Tutorial: Get started with Azure Machine Learning in your development environment (part 1 of 4)
In this four-part tutorial series, you'll learn the fundamentals of Azure Machine Learning and complete jobs-based Python machine learning tasks on the Azure cloud platform.
In part 1 of this tutorial series, you will:
- Install the Azure Machine Learning SDK.
- Set up the directory structure for code.
- Create an Azure Machine Learning workspace.
- Configure your local development environment.
- Set up a compute cluster.
Note
This tutorial series focuses on the Azure Machine Learning concepts required to submit batch jobs - this is where the code is submitted to the cloud to run in the background without any user interaction. This is useful for finished scripts or code you wish to run repeatedly, or for compute-intensive machine learning tasks. If you are more interested in an exploratory workflow, you could instead use Jupyter or RStudio on an Azure Machine Learning compute instance.
Prerequisites
- An Azure subscription. If you don't have an Azure subscription, create a free account before you begin. Try Azure Machine Learning.

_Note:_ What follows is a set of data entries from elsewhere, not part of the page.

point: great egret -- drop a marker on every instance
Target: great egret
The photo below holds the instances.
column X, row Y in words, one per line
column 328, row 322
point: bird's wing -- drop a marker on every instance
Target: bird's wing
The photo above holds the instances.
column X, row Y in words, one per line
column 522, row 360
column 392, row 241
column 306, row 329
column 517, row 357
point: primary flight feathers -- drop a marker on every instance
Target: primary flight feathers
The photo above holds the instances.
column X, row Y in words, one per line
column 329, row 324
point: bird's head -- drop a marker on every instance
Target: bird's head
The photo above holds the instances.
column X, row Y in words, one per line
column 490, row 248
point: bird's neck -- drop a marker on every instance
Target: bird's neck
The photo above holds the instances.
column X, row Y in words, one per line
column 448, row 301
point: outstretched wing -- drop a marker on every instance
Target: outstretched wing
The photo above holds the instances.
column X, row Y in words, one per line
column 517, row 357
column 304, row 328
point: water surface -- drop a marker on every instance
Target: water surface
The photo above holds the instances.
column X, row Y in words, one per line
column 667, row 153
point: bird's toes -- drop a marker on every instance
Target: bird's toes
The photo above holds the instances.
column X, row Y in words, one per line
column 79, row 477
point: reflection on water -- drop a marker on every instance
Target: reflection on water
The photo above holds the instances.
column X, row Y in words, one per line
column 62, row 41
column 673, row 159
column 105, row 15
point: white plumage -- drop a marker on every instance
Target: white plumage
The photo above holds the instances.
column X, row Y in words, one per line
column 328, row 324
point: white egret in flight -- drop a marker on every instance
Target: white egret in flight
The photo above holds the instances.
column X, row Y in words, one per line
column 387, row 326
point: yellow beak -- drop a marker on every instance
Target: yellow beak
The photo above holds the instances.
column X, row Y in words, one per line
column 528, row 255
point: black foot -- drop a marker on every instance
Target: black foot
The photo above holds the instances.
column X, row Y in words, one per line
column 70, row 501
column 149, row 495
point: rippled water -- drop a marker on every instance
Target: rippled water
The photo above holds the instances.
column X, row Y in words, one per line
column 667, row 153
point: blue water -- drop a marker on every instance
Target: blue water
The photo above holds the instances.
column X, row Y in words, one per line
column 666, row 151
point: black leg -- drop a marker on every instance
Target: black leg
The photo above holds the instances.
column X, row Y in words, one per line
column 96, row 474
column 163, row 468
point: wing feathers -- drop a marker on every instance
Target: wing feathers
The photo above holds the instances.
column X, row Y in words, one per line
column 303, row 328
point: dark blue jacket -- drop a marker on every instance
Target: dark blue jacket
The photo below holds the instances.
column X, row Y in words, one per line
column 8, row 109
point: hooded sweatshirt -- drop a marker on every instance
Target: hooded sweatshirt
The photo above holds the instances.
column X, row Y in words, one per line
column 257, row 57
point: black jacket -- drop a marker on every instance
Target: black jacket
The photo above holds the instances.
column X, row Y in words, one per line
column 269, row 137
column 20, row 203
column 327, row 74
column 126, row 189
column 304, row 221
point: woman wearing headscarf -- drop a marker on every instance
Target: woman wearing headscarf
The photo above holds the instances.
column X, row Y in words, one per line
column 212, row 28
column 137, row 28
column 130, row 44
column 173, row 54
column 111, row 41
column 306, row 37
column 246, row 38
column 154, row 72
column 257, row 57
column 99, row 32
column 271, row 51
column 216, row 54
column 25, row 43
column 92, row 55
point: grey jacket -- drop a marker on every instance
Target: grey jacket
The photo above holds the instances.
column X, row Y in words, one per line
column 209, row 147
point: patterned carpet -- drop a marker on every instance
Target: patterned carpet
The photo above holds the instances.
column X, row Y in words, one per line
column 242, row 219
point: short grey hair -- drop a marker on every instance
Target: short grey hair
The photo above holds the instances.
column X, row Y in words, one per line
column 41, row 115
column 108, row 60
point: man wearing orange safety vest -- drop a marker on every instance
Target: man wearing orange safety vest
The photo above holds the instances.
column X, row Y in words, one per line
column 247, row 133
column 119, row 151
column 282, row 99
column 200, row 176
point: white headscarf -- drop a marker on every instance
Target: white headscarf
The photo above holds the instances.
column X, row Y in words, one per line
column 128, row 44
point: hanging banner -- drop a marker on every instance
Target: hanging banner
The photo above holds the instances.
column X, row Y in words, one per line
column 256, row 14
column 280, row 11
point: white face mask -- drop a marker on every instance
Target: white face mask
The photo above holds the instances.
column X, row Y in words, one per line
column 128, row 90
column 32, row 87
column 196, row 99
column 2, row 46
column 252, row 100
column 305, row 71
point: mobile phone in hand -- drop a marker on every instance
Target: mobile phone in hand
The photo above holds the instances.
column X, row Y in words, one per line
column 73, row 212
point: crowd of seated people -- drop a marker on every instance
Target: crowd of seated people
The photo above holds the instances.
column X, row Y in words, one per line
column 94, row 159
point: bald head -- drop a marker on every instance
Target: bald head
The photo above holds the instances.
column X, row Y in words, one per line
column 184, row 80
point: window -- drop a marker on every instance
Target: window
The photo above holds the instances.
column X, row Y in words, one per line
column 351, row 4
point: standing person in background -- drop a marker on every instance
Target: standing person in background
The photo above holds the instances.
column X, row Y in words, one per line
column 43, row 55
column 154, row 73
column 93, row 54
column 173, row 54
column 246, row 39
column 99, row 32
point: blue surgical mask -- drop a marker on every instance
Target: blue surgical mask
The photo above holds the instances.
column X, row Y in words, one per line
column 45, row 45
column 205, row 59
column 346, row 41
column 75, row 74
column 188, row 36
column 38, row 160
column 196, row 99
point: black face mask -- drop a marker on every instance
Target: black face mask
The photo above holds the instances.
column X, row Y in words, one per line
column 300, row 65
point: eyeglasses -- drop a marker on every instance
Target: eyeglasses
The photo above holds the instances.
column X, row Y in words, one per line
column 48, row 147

- Anaconda or Miniconda to manage Python virtual environments and install packages.
- If you're not familiar with using conda, see Getting started with conda.
Install the Azure Machine Learning SDK
Throughout this tutorial, you will use the Azure Machine Learning SDK for Python. To avoid Python dependency issues, you'll create an isolated environment. This tutorial series uses conda to create that environment. If you prefer to use other solutions, such as venv
, virtualenv
, or docker, make sure you use a Python version >=3.5 and < 3.9.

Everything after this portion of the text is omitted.